Wilderness, freedom, bush, stealth camping, whatever you prefer to call it, it’s about getting back to the real nitty-gritty of survival and life.
Wild camping in New Zealand is generally referred to as freedom camping.
So where can I freedom camp in New Zealand?
Freedom camping is permitted on public conservation land, except in areas where it is expressly prohibited. This is indicated by signage. But I found this is dedicated to vehicles. I had absolutely no problem.
I’ve been asked many a time isn’t it dangerous? Danger from what? Nature or perhaps man? I’d have greater concerns with man than nature.
Nature: Wilderness camping in New Zealand the most perilous critter by-far was the Sandfly!

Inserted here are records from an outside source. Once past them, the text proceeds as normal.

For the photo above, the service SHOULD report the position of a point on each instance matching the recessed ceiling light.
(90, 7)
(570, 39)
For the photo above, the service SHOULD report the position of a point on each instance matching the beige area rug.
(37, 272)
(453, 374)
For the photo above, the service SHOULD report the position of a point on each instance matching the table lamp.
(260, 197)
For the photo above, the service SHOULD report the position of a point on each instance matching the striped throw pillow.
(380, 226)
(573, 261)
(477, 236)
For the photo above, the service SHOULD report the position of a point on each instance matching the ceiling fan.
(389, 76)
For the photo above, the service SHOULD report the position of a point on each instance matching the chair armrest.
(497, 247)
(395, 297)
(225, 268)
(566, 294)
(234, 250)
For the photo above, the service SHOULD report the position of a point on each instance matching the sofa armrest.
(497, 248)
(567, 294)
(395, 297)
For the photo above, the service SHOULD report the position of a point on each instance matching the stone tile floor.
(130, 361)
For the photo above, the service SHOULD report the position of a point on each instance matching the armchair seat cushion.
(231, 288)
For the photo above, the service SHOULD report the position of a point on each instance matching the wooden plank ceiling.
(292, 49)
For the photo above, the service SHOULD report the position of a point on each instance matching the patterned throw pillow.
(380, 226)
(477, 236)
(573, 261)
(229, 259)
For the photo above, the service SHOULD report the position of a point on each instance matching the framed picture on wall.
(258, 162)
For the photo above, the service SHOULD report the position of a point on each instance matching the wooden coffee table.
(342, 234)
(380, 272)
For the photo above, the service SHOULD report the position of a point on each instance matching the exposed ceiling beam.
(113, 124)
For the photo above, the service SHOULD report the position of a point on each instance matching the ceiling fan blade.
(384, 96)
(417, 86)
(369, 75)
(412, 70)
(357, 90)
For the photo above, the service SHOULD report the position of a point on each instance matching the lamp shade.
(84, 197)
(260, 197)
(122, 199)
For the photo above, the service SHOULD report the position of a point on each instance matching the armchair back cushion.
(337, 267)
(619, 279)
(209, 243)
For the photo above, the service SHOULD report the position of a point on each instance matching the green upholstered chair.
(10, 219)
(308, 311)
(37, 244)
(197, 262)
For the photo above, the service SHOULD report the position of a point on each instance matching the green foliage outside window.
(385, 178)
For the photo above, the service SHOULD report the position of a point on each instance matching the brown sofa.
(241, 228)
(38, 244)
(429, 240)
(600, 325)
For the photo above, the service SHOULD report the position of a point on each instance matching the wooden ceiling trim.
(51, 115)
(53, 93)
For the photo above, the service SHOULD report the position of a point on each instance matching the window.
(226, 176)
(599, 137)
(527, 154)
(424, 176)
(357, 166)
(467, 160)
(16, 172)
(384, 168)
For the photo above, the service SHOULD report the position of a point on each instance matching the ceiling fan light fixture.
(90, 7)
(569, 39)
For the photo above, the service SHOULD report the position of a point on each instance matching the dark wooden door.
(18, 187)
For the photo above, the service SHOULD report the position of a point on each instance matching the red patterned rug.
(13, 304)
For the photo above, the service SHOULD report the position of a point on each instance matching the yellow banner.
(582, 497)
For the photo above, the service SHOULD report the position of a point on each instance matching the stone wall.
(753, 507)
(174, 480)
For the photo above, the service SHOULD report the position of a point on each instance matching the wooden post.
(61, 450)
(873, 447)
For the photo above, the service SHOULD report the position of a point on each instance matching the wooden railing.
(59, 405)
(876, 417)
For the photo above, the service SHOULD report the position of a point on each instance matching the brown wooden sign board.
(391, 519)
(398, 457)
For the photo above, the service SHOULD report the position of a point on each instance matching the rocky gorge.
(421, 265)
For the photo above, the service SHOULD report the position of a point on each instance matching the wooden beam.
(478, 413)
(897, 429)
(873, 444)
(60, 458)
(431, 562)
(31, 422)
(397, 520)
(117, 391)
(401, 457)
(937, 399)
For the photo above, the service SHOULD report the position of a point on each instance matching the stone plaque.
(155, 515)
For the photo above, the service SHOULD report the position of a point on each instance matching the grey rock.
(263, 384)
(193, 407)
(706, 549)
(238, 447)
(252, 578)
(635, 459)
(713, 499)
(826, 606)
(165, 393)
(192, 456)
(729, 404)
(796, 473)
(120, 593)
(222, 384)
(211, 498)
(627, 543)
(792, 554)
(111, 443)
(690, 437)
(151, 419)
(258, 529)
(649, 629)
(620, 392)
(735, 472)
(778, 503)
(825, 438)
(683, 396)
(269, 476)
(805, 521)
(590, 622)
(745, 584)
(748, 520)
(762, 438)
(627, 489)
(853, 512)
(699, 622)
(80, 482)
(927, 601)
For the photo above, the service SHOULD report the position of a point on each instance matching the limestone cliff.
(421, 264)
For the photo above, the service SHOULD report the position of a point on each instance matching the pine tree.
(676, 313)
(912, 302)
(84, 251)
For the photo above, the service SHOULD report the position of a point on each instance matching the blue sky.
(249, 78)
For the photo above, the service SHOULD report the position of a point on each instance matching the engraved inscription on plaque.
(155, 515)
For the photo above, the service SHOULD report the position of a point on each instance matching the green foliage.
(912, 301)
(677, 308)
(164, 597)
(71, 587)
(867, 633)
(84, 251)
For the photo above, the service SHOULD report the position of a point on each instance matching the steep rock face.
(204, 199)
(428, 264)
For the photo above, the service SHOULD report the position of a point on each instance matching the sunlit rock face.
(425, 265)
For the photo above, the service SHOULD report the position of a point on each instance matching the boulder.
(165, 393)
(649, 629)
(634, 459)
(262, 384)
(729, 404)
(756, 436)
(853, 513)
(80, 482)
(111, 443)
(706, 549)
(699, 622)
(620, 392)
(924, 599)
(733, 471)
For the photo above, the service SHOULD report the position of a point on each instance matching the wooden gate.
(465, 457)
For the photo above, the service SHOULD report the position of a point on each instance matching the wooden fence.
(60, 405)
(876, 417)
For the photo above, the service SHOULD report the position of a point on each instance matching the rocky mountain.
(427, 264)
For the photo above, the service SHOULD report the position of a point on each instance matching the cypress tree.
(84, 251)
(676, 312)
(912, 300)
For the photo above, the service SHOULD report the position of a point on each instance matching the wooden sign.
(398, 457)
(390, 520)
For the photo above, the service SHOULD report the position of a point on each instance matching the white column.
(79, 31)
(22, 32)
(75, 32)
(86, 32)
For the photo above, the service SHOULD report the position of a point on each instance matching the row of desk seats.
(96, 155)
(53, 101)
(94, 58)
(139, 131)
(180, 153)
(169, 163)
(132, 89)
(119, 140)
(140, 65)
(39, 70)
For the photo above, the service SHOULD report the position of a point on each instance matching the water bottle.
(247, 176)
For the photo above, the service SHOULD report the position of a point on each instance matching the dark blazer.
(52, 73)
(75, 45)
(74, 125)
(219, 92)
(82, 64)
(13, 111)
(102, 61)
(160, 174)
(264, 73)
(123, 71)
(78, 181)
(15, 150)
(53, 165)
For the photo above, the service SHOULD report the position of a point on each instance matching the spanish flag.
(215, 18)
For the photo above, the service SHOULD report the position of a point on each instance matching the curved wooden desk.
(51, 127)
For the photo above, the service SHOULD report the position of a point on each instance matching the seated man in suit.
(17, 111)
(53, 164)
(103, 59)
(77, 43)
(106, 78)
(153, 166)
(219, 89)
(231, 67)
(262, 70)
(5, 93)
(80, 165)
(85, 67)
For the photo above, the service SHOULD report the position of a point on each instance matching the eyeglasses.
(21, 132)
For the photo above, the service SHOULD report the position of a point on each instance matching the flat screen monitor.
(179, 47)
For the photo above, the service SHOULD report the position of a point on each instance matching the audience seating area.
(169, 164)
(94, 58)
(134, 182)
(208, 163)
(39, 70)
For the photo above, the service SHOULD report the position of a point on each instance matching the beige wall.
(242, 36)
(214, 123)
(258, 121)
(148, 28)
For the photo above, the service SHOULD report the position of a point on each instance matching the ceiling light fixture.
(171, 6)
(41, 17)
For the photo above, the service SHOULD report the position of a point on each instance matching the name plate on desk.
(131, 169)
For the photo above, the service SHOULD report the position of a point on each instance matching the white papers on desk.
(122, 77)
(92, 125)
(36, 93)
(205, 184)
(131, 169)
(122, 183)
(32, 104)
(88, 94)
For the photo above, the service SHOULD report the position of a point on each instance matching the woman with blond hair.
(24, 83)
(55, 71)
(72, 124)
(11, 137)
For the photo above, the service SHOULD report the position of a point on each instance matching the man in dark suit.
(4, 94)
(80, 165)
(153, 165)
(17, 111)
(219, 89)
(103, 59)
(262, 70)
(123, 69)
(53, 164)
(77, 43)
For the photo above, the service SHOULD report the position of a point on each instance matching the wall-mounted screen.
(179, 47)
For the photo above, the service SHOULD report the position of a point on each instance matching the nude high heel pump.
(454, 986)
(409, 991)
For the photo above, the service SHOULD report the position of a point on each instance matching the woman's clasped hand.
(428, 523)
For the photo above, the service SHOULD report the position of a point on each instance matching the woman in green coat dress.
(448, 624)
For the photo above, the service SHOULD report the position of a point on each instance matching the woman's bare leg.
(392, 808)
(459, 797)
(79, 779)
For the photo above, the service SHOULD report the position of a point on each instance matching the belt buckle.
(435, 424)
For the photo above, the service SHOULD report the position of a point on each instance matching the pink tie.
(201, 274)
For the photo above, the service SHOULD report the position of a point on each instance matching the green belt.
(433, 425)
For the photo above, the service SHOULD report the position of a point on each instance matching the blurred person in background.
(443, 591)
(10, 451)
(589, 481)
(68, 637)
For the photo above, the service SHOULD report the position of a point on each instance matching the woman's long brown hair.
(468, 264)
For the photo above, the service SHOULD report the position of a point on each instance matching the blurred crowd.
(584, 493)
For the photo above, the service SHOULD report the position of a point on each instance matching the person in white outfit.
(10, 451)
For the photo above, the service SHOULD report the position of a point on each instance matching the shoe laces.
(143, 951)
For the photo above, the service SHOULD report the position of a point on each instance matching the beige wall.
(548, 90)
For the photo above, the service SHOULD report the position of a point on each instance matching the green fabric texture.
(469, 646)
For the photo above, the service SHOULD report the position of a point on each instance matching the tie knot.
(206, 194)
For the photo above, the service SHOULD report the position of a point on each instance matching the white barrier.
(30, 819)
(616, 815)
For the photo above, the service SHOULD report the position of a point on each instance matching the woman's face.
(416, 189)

You may laugh, Sandlfies! The natives will inform you there’s no predators in New Zealand, well, I beg to differ. The Sandfly is a top carnivore in my book.
Most, if not every repellent does not work. Only one thing that works beyond doubt is cover up.
But through the advice of a gold-panner from Haast, 3/4 baby oil and 1/4 Dettol. This does work for about an hour or so, plus you do smell nice along with soft skin!
Man: I observe, out-of-sight, out-of-mind philosophy.
Man is generally lazy, so if it’s hard for me to get to, then the chance of humanity been there also or finding me, is pretty remote too.
Tips for wilderness camping: Start the search before sunset. Look for signs of man’s presence; discarded drinking vestibules, worn paths, fire pits, toilet paper, condoms, you get the picture!
Get yourself as deep into the bush as possible. So you’re as out-of-sight, out-of-mind as practical. Also, as far away from the noise of traffic too is a blessing.
If I can’t find a wild camping spot it becomes a case of stealth camping. Then really hide!
It could well be a case of just slipping under the drooping foliage of a large tree. And with the sun setting you become untraceable.
Other times, find a corner of an unused area/building, and just act as if you’re allowed to be there. At times using the setting shade as ones cloak.
In this case with the tennis court, a guy rocked up to cut the grass, and soon apologised, saying he’d be out-of-my-way ASAP! I couldn’t believe it.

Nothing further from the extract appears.